—Niles' Acts and Principles of the Revolution, p. 326.
JOSEPH MOUNTFORD,
A cooper, on Prince Street, died in Pepperill, Mass., May 11, 1838; aged eighty-eight.
E[LIPHELET] N[EWELL],
Of Charlestown, repeatedly informed Dr. Joseph Bartlett, author of a historical sketch of that town, that he was one of the Indians who destroyed the tea in Boston harbor. He was a member of the Masonic Lodge of St. Andrew, in 1778.
JOSEPH PEARSE PALMER
Was the only son of General Joseph Palmer, a prominent actor in the Revolutionary drama in Massachusetts, and Mary, the sister of Judge Richard Cranch, who resided in that part of Braintree called Germantown. Before the war he dealt in West India goods and hardware, at the town dock. Of his share in the tea party his widow says: "One evening, about ten o'clock, hearing the gate and door open, I opened the parlor door, and there stood three stout-looking Indians.
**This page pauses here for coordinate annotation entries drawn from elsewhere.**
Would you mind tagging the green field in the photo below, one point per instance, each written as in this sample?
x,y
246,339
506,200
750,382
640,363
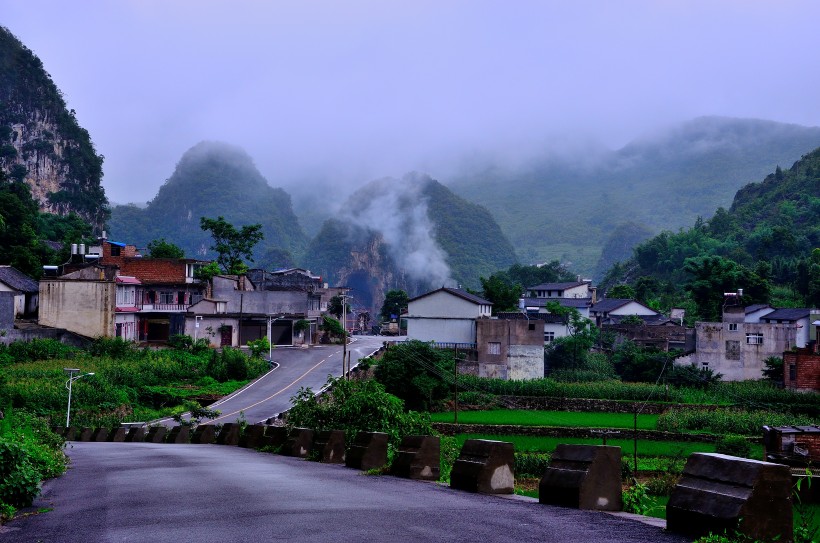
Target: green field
x,y
550,418
646,448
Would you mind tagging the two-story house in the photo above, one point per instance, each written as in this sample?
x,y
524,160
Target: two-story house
x,y
446,315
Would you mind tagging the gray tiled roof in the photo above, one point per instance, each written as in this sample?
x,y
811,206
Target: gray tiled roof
x,y
557,286
457,292
18,280
786,314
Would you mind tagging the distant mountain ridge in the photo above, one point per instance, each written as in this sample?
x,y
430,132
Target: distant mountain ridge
x,y
411,233
41,141
567,208
214,179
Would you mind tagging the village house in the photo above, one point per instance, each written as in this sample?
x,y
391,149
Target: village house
x,y
737,347
21,292
284,306
446,315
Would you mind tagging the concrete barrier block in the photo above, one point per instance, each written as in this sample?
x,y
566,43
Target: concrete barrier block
x,y
485,466
419,457
156,434
229,434
135,435
252,436
720,493
274,437
330,446
583,477
117,433
179,434
369,451
204,434
299,443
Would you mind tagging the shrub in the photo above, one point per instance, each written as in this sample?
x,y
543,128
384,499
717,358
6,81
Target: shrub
x,y
258,347
733,446
19,479
116,348
357,406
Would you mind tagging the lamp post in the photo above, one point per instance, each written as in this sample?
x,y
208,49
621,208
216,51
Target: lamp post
x,y
71,379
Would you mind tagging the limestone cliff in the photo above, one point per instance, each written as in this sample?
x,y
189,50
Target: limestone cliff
x,y
41,142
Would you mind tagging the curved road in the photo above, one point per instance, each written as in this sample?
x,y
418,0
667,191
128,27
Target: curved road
x,y
298,367
212,493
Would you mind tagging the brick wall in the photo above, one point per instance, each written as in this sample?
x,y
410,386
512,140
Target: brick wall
x,y
801,370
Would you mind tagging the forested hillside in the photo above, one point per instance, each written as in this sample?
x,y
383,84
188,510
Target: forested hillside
x,y
214,179
571,207
41,141
767,242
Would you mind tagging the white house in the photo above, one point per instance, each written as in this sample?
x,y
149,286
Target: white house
x,y
618,307
446,315
23,288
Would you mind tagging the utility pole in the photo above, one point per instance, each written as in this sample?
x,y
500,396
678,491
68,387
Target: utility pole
x,y
455,386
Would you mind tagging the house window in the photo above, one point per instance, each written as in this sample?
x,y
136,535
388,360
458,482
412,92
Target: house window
x,y
732,350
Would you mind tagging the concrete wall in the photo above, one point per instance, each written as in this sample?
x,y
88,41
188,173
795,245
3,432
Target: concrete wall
x,y
442,330
517,351
729,352
260,302
82,307
444,304
801,370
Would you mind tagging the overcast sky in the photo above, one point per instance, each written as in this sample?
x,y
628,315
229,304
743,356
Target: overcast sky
x,y
363,89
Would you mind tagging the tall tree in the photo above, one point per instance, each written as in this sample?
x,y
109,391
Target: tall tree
x,y
159,248
231,245
502,294
395,301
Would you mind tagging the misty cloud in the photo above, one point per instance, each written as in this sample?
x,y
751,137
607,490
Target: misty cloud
x,y
397,209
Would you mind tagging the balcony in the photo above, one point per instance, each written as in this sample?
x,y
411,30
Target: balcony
x,y
166,308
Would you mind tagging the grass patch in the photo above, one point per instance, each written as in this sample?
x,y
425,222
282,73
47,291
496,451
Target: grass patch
x,y
550,418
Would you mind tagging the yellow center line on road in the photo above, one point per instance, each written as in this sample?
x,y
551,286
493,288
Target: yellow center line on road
x,y
277,393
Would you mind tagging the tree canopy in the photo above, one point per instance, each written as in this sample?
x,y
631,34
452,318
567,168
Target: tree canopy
x,y
231,245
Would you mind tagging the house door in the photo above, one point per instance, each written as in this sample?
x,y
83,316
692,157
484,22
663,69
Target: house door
x,y
227,335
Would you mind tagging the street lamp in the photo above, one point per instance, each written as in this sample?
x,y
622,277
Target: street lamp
x,y
271,320
71,379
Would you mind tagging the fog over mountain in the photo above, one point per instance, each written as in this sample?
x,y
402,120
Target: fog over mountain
x,y
329,95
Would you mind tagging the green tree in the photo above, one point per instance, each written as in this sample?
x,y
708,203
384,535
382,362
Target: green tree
x,y
501,293
417,373
572,350
625,292
335,306
395,301
231,245
712,276
159,248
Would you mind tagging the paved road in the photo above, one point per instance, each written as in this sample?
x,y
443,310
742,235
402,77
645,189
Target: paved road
x,y
297,368
211,493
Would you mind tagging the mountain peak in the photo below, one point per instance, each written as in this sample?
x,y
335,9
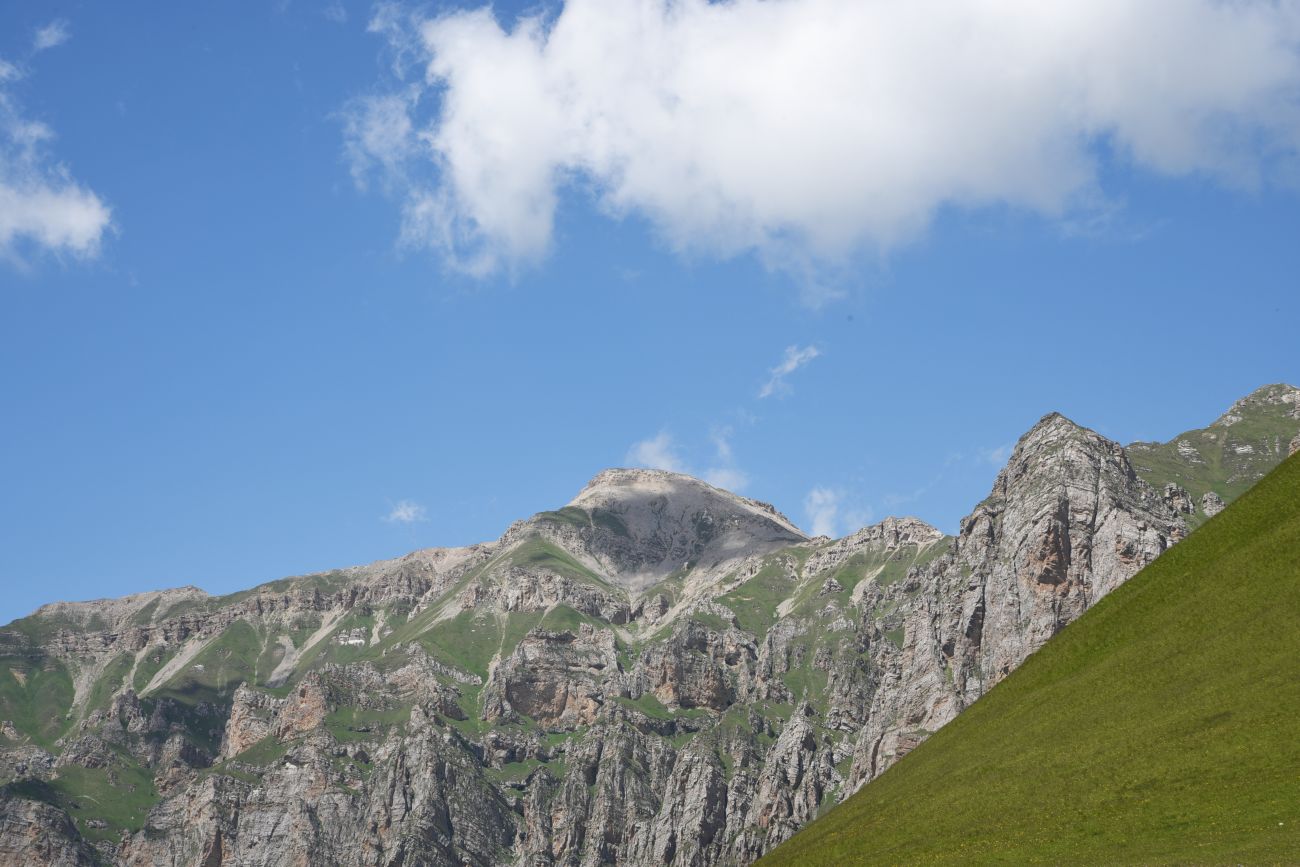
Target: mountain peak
x,y
628,486
1277,399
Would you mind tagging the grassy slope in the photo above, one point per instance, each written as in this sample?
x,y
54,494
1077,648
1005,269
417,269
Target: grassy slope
x,y
1158,728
I screamed, and should have fainted, but recognized my husband's voice saying, 'Don't be frightened, Betty, it is I. We have only been making a little salt-water tea.' His two companions were Foster Condy and Stephen Bruce. Soon after this, Secretary Flucker called upon my husband, and said to him, 'Joe, you are so obnoxious to the British Government, that you had better leave town.' Accordingly we left town, and went to live in part of my father's house, in Watertown." During the war, Mr. Palmer served in Boston and in Rhode Island, first as brigade major, and next as quartermaster-general. Soon after his father's death, in 1788, he went to Vermont, with Colonel Keith, to examine the facilities for establishing themselves in some branch of the iron business. Shortly after he reached Windsor he lost his life, having accidentally fallen from a bridge, then erecting over the Connecticut. He left a numerous family. His daughter, Mary, married Royal Tyler, of Vt. Member Massachusetts Lodge, 1773.